Drink plenty of fluids (half your body weight in ounces is a good goal) and choose water most of the time, saving a sugary drink for a special occasion.
I take my reusable water bottle with me everywhere I go, joking that it’s just like my “blankey”, but my kids do the same. We don’t leave the house for a trip without our water bottles filled up.
7. Serve a variety of foods
Eating a variety of colorful foods offers more nutrition for your body. Here are some other goals you should have for healthful foods to eat:
- Eat more vegetables and fresh fruits. Aim for a total of 2 cups of fruit and 2 1/2 cups of vegetables each day.
- Eat more whole grains. Examples include oats, brown rice, rye, and quinoa. Try to eat at least 3 ounces of whole grains each day.

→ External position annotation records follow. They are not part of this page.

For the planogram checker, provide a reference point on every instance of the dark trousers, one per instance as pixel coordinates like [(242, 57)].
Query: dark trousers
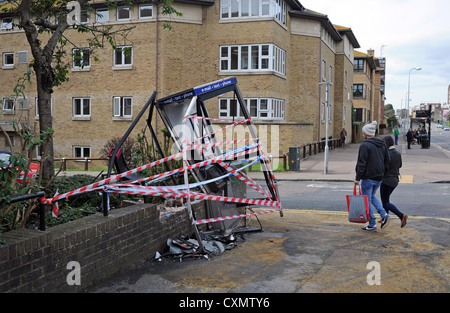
[(385, 193)]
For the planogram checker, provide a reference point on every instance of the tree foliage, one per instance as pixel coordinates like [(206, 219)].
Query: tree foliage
[(45, 23)]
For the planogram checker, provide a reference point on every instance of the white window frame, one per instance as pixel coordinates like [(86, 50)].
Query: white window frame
[(36, 105), (145, 7), (82, 114), (252, 58), (8, 105), (7, 24), (120, 107), (4, 58), (123, 9), (23, 103), (253, 9), (122, 64), (324, 66), (258, 108), (22, 57), (81, 66), (82, 151), (102, 16)]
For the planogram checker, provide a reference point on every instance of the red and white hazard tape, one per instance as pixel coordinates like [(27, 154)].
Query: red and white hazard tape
[(184, 191)]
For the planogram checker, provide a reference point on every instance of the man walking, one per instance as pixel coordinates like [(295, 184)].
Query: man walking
[(372, 155), (409, 138), (396, 133)]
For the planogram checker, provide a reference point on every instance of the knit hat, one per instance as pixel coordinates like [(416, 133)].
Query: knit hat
[(370, 129)]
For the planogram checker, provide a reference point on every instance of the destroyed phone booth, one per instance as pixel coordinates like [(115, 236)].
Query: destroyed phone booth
[(222, 176)]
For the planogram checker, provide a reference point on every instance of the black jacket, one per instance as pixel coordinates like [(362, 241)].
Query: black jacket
[(372, 155), (392, 171), (409, 135)]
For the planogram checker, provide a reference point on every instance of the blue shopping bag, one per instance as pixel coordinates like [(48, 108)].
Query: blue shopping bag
[(358, 207)]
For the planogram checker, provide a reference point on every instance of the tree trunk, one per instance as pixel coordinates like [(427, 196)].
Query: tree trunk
[(45, 77)]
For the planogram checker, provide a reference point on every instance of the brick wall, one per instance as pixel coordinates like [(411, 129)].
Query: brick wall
[(37, 261)]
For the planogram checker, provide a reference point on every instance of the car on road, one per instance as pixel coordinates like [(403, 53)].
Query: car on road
[(5, 162)]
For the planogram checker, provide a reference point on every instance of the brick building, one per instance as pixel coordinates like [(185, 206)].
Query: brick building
[(278, 50)]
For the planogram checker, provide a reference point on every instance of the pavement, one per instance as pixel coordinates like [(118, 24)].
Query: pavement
[(310, 251)]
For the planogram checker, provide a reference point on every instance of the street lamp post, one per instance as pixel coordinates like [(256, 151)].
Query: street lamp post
[(409, 85), (325, 161)]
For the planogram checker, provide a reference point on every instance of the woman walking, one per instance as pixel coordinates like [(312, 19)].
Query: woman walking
[(390, 180)]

- Try fermented foods to help improve digestion-Kefir, Greek yogurt, sauerkraut, kimchi, Kombucha, and other pickled/fermented veggies can be super healthy choices!

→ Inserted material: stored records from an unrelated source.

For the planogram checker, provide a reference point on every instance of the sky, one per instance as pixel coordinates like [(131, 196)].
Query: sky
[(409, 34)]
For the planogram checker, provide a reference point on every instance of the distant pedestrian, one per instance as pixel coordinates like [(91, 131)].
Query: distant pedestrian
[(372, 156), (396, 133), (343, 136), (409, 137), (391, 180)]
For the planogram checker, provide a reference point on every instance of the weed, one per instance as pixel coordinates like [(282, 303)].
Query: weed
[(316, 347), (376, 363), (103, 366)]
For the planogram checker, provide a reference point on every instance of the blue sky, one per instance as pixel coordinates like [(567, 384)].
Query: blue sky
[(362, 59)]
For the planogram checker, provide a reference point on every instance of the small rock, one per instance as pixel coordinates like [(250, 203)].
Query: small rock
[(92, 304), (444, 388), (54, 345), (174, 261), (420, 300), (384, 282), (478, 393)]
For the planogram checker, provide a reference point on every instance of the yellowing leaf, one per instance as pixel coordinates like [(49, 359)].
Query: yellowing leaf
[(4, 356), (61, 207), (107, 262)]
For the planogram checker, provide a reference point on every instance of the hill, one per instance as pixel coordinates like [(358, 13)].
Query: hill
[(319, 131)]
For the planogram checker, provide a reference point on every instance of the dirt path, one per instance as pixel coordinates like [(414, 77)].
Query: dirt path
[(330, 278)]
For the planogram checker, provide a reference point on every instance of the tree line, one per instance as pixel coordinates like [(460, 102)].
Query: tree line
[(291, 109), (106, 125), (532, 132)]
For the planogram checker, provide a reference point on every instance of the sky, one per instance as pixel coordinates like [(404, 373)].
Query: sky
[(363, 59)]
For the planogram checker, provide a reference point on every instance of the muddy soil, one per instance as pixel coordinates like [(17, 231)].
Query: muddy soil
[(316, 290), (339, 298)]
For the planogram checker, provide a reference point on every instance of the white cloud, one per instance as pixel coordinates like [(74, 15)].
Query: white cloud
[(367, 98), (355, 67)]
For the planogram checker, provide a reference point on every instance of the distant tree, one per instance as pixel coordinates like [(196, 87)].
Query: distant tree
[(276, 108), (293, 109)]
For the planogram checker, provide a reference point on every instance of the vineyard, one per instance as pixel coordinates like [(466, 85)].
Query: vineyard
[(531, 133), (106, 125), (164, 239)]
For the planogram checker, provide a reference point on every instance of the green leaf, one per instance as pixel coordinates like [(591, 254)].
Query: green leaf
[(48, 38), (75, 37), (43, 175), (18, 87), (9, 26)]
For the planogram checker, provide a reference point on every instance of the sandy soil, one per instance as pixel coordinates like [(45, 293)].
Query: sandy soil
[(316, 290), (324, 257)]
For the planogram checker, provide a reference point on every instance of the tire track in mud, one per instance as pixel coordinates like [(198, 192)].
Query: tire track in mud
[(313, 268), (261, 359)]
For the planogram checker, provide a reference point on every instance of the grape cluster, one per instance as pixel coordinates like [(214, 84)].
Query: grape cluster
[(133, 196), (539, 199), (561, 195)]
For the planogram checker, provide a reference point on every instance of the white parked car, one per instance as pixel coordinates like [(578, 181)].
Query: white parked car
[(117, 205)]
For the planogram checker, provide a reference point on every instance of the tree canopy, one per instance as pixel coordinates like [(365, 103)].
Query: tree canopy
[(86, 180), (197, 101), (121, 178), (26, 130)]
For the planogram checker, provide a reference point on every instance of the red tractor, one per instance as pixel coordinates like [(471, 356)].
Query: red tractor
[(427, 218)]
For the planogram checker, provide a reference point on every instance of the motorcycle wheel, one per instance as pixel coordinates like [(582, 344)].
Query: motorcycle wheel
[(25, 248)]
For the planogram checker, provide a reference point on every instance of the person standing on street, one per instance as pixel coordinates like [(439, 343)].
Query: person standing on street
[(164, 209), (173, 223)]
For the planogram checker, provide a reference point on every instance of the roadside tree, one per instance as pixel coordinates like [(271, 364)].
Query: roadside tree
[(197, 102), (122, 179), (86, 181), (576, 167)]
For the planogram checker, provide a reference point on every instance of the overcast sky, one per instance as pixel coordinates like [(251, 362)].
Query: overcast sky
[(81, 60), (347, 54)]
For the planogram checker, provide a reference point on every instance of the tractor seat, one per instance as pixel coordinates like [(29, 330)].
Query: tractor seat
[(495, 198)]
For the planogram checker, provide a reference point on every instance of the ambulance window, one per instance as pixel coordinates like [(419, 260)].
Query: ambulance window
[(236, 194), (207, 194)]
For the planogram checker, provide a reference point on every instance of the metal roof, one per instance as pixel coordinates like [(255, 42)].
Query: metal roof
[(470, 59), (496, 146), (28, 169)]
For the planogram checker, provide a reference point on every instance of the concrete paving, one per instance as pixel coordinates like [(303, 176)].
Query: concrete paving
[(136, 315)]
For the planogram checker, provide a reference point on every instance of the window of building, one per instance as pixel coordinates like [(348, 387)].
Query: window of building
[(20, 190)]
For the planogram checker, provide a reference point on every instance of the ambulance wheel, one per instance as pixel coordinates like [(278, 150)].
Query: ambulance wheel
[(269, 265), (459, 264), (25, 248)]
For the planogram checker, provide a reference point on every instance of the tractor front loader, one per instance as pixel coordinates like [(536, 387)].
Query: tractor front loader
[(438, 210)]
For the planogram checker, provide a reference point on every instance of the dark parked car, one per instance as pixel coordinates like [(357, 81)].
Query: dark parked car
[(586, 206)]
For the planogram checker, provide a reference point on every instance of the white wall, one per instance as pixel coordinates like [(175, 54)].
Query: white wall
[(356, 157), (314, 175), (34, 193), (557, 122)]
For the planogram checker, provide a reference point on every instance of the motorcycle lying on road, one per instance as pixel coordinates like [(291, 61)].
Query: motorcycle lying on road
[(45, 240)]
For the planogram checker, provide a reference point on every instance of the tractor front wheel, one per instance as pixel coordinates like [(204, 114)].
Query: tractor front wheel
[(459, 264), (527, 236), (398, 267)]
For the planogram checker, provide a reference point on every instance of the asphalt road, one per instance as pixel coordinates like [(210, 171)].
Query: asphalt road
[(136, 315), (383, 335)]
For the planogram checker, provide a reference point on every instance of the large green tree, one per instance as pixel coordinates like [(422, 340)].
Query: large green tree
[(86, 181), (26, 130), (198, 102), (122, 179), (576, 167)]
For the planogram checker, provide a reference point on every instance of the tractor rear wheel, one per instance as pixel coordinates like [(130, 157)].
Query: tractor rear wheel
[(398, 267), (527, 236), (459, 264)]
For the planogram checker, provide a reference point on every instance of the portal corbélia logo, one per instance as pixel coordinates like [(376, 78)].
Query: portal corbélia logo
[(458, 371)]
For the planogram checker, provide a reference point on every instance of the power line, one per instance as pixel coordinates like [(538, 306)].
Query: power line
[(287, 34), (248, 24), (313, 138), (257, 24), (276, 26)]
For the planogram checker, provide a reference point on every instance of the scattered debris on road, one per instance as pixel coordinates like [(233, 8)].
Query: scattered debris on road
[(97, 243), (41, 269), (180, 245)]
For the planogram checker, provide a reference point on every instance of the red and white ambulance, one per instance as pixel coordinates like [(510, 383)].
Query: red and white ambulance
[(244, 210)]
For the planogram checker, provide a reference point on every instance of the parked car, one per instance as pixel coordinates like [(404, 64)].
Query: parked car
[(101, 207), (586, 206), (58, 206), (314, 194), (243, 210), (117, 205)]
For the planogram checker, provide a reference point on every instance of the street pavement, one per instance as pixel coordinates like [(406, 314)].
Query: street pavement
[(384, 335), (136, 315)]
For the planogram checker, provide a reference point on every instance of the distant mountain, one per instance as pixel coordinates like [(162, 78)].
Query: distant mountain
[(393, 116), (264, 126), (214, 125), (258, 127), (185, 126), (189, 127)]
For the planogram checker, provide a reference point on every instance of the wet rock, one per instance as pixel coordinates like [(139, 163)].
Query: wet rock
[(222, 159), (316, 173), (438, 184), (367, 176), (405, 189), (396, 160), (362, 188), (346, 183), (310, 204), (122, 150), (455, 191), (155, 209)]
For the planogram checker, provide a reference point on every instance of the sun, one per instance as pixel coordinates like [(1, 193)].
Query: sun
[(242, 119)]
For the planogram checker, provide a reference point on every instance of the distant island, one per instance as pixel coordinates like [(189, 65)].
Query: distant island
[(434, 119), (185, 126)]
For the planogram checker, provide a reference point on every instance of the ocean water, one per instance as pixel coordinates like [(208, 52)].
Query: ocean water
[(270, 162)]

I do hope these ideas help and if you feel overwhelmed and don’t know where to start-just let me know and I am happy to help!
Staying Motivated To Reach New Goals
It’s often easy to find motivation when you first start something, but extremely hard to keep it when the stresses of life get in the way. It’s especially hard now to keep the motivation alive when our “normal” lives have been turned upside down.
Below are 2 strategies that I find to be very helpful ways to stay motivated and follow through on your most challenging tasks.
1. Artificial Positive Reinforcement
Positive reinforcement is a principle of human behavior that says that a behavior is more likely to happen & will continue to happen, when it’s followed by something enjoyable or rewarding.
Suppose you want to stick to a goal of running two times a week for one month. Each time you accomplish your run, give yourself a small reward-like 15 minutes of reading time, a piece of dark chocolate, or your favorite smoothie or juice from a local juice bar. Each time you complete your run, reward yourself in a small & healthy way.
At the end of the month-think of a larger reward to give yourself for reaching the goal of completing the entire month, like a new outfit for the summer or a pedicure. (Ok, for now that pedicure might have to be done on your own, but you could include a bath & make it extra relaxing!)
I know we usually think of this reward system as something for kids, but you know it works for them-so try it for yourself and see what happens!
2. The Ulysses Pact
This pact is named after the hero of the Trojan war & is a technique for holding yourself accountable to stick with a goal, even when it is hard.
The key in this pact is that we make a choice in the present that binds us to perform an action in the future.
Suppose you want to stick to a plan of making a healthy dinner for your family 5 nights a week. Or, you make a decision to workout with a buddy 3 times each week. You could write your good friend or even your child a series of checks for $20 each and instruct them to cash one of these checks and use the money however they want, if you skip out on meeting for a workout or don’t meet your 5th dinner for your family for that week.
The Ulysses Pact helps you maintain a high level of motivation when things get tough by locking in a future behavior ahead of time.